Obama tries to drop dirty little vice

His smoking will either humanize him or hurt his image in a presidential run, experts say.

Published February 7, 2007

WASHINGTON - Sen. Barack Obama is trying to snuff out a habit before it hurts his run for president: He's trying to quit smoking.

The Illinois Democrat, who will formally launch his campaign Saturday, said his wife, Michelle, persuaded him to quit.

"My wife wisely indicated that this is a potentially stressful situation, running for president," he said Tuesday. "She wanted to lay down a very clear marker that she wants me healthy."

The stakes are high for Obama not just because of the health hazards but because voters might be wary of a presidential candidate hooked on cigarettes.

"For many people, smoking is seen as a sign of weakness and lack of willpower, " said John Banzhaf III, a law professor at George Washington University and executive director of Action on Smoking and Health, a group opposed to smoking. "A presidential candidate would not want to be seen as lacking strong will or lacking determination."

But others say Obama's smoking - and his struggle to quit - could enhance his image.

"I think it humanizes him," said Chuck Todd, editor of the Hotline, a political Web site. "He's got a vice. We all have vices."

Obama has said he often smoked as a response to stress, particularly during campaigns and while writing books. Asked about it in 2005, he invoked a biblical phrase: "The flesh is weak."

But he emphasized Tuesday that he was discreet about his smoking.

"I've never been a heavy smoker and don't smoke in front of folks or in the house," he said.

Like many smokers, he has been unable to quit.

"It's one of those habits - you can quit for a while and then you start back up," he said.

Obama's effort was applauded by antismoking activists.

"Whenever you have high-profile people do this, it has a secondary effect in encouraging others to try," said Stan Glantz, director of the tobacco control research center at the University of California at San Francisco.

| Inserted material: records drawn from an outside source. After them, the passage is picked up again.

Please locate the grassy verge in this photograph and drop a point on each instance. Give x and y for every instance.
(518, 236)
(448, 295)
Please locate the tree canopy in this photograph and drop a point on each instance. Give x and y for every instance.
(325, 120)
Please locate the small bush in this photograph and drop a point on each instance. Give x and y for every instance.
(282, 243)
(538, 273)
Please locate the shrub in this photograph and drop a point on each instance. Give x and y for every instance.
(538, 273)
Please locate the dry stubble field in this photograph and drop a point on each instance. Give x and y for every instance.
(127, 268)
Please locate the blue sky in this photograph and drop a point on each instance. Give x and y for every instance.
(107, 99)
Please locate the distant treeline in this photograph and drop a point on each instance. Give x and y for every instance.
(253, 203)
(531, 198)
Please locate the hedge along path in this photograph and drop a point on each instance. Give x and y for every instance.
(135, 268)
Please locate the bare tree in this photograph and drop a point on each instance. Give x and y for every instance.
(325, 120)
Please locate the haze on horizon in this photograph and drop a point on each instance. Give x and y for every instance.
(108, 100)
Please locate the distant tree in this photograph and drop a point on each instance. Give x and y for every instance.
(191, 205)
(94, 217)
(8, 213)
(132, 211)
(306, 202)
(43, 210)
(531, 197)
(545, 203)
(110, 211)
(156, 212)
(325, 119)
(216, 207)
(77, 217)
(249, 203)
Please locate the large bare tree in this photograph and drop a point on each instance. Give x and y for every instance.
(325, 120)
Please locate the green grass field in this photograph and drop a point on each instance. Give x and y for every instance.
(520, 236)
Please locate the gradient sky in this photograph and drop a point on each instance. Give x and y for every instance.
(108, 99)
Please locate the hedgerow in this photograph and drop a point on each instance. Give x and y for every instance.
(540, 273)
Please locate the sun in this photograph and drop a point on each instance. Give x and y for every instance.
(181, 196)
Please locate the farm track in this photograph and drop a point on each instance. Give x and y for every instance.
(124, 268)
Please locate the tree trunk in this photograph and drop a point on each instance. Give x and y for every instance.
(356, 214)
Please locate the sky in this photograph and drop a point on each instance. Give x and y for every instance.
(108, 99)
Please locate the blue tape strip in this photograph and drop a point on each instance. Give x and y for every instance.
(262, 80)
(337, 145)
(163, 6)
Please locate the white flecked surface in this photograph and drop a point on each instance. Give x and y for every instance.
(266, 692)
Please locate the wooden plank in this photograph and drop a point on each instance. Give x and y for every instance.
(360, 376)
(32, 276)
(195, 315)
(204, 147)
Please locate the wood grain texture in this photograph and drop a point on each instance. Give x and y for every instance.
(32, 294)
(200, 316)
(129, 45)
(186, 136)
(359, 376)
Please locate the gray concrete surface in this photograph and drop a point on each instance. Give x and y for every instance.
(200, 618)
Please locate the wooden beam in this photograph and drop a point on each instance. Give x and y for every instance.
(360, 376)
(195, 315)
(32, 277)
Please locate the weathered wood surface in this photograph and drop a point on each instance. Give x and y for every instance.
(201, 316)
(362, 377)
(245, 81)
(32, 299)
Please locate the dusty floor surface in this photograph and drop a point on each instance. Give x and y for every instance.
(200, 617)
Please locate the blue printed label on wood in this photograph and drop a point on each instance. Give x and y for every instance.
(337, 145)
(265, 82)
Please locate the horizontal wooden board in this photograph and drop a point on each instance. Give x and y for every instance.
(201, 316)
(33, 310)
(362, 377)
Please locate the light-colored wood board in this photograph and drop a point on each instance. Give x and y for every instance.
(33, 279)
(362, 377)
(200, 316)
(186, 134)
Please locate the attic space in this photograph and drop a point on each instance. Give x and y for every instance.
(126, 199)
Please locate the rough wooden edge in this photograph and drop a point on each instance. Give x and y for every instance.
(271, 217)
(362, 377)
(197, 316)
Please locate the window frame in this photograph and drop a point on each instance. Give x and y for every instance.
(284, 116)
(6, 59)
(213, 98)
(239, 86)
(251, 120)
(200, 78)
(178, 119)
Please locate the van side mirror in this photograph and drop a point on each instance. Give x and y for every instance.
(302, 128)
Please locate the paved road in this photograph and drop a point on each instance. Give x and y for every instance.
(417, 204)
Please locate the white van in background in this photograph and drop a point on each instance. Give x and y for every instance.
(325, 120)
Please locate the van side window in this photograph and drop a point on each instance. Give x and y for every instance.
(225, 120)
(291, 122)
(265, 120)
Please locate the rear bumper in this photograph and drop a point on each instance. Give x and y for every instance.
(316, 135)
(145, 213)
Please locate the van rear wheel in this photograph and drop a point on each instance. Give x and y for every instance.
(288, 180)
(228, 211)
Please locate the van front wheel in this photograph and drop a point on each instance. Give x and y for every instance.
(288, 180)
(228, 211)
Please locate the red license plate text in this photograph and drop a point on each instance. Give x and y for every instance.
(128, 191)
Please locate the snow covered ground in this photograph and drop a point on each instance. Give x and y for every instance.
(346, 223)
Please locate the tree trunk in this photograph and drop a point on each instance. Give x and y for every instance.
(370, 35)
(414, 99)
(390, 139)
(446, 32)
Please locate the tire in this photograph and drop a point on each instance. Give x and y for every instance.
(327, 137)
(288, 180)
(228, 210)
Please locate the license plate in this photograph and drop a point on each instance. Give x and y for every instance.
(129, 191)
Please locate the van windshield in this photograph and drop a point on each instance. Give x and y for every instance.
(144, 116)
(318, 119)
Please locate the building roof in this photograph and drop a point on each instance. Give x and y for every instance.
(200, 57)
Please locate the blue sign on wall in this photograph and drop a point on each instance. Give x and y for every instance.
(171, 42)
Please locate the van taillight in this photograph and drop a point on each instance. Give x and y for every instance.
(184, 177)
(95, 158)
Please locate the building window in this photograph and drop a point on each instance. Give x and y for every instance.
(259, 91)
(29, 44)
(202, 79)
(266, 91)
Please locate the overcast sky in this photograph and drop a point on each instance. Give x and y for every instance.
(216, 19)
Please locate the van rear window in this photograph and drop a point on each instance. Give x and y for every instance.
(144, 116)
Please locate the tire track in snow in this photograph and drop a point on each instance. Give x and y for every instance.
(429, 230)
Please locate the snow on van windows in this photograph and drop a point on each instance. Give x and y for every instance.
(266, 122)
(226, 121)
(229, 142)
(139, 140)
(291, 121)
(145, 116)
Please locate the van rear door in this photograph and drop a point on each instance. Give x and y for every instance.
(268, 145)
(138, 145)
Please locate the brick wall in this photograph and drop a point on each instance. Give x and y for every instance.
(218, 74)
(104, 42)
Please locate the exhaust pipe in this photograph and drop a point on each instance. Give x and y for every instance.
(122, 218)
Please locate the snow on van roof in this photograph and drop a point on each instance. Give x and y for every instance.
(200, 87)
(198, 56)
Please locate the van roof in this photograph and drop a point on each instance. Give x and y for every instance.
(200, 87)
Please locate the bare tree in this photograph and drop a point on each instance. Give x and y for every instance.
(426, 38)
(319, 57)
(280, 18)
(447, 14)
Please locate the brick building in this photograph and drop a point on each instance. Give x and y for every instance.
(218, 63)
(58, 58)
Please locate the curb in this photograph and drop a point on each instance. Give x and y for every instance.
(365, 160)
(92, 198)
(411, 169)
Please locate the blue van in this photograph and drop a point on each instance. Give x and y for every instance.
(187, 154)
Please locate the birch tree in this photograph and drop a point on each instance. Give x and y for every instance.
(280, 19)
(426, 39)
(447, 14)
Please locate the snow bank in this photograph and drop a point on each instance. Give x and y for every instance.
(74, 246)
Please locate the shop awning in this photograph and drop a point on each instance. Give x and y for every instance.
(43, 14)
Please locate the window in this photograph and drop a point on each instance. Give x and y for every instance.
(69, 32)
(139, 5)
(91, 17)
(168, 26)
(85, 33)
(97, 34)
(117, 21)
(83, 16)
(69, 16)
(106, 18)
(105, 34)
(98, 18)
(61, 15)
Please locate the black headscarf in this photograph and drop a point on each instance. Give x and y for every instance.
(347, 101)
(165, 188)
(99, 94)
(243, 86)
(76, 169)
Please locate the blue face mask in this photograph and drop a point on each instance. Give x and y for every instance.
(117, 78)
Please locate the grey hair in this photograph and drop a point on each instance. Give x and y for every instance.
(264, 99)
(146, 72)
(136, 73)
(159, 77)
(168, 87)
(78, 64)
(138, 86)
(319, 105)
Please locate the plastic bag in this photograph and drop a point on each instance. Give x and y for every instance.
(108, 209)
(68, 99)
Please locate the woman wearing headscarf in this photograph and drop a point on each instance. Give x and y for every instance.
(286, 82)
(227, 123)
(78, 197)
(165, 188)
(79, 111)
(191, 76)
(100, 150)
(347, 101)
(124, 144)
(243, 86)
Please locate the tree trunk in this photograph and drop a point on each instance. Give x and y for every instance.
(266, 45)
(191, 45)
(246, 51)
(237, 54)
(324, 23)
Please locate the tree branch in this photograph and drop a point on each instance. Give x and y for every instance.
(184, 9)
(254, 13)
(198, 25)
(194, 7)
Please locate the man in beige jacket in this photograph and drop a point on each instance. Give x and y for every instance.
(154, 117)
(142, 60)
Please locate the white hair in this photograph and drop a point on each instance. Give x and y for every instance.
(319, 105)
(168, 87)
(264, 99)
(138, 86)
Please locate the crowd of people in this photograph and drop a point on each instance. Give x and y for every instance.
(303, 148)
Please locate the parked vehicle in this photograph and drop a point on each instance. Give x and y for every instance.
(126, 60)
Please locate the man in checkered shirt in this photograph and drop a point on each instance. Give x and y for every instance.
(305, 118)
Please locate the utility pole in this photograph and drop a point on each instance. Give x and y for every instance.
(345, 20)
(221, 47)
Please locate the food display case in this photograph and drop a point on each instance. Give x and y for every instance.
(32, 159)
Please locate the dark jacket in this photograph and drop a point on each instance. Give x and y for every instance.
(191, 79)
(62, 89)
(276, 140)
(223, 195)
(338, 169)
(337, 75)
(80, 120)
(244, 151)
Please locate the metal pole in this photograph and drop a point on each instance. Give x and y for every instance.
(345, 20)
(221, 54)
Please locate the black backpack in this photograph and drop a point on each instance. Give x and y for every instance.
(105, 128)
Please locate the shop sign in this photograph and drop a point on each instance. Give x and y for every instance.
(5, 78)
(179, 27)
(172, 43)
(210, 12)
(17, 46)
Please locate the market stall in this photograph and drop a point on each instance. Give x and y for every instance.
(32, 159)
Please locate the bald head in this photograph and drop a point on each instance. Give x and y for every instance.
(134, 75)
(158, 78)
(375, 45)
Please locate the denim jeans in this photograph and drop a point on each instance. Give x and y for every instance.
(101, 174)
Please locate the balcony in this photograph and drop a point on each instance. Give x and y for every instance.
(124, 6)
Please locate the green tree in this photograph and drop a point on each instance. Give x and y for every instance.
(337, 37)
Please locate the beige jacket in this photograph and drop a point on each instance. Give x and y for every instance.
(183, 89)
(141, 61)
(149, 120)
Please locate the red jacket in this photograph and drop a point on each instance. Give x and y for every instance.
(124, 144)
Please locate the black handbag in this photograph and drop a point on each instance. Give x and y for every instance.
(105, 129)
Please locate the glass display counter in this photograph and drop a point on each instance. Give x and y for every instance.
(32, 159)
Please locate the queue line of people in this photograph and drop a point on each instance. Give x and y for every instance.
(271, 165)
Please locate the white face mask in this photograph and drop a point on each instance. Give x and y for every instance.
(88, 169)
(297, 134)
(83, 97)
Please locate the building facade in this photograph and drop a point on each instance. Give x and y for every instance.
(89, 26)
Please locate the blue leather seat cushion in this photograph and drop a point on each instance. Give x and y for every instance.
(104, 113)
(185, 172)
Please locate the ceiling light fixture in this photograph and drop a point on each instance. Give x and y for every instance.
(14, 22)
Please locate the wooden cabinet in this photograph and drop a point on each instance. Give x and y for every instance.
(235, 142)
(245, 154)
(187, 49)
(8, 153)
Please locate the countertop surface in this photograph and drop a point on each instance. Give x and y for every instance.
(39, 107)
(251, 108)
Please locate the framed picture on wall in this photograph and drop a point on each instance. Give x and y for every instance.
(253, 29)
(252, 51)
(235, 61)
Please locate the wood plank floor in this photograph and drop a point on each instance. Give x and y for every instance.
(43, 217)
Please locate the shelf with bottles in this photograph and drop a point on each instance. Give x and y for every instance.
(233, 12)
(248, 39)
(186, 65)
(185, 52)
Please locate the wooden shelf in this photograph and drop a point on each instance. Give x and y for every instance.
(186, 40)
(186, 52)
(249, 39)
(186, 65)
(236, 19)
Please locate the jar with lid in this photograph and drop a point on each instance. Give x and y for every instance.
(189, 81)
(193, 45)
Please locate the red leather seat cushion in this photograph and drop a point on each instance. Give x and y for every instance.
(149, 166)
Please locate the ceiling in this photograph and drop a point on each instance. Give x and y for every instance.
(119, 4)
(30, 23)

Obama said Tuesday he was making progress and was being helped by Nicorette, a gum that provides a small dose of nicotine. It "works pretty well," he said.

But antismoking activists said Obama should not rely on the gum alone. They urged him to seek counseling for behavior modification.

"He needs to look at the stresses in his life that would have prompted him to have a cigarette," said Bill Blatt, manager of tobacco control programs for the American Lung Association. "What is he going to do instead? Some people squeeze a stress ball. Some call a friend."

Glantz suggested that Obama call one of the toll-free help lines, such as 1-800-QUIT-NOW.

Joel Spitzer, who runs smoking cessation programs in Chicago and is educational director of WhyQuit.com, said Obama should skip the gum and go cold turkey.

"He needs to understand that once he quits, he's dealing with a drug addiction," Spitzer said. "If he administers that drug in shape or form - a cigar, a cigarette or Nicorette - he's introducing nicotine back in his system."

Banzhaf said the senator should be patient.

"Most smokers who try don't succeed the first time. But the more you try, the more likely you are to succeed."

Bill Adair can be reached at adair@sptimes.com or 202 463-0575.

Advice for Obama

Antismoking groups offered these tips for Sen. Barack Obama in his effort to quit smoking:

- Be patient. It typically takes smokers six to nine attempts to quit.

- Find new stress relief. Squeeze a stress ball or call a friend.

- Get therapy. Behavior modification therapy helps people avoid vulnerable moments when they might want a cigarette.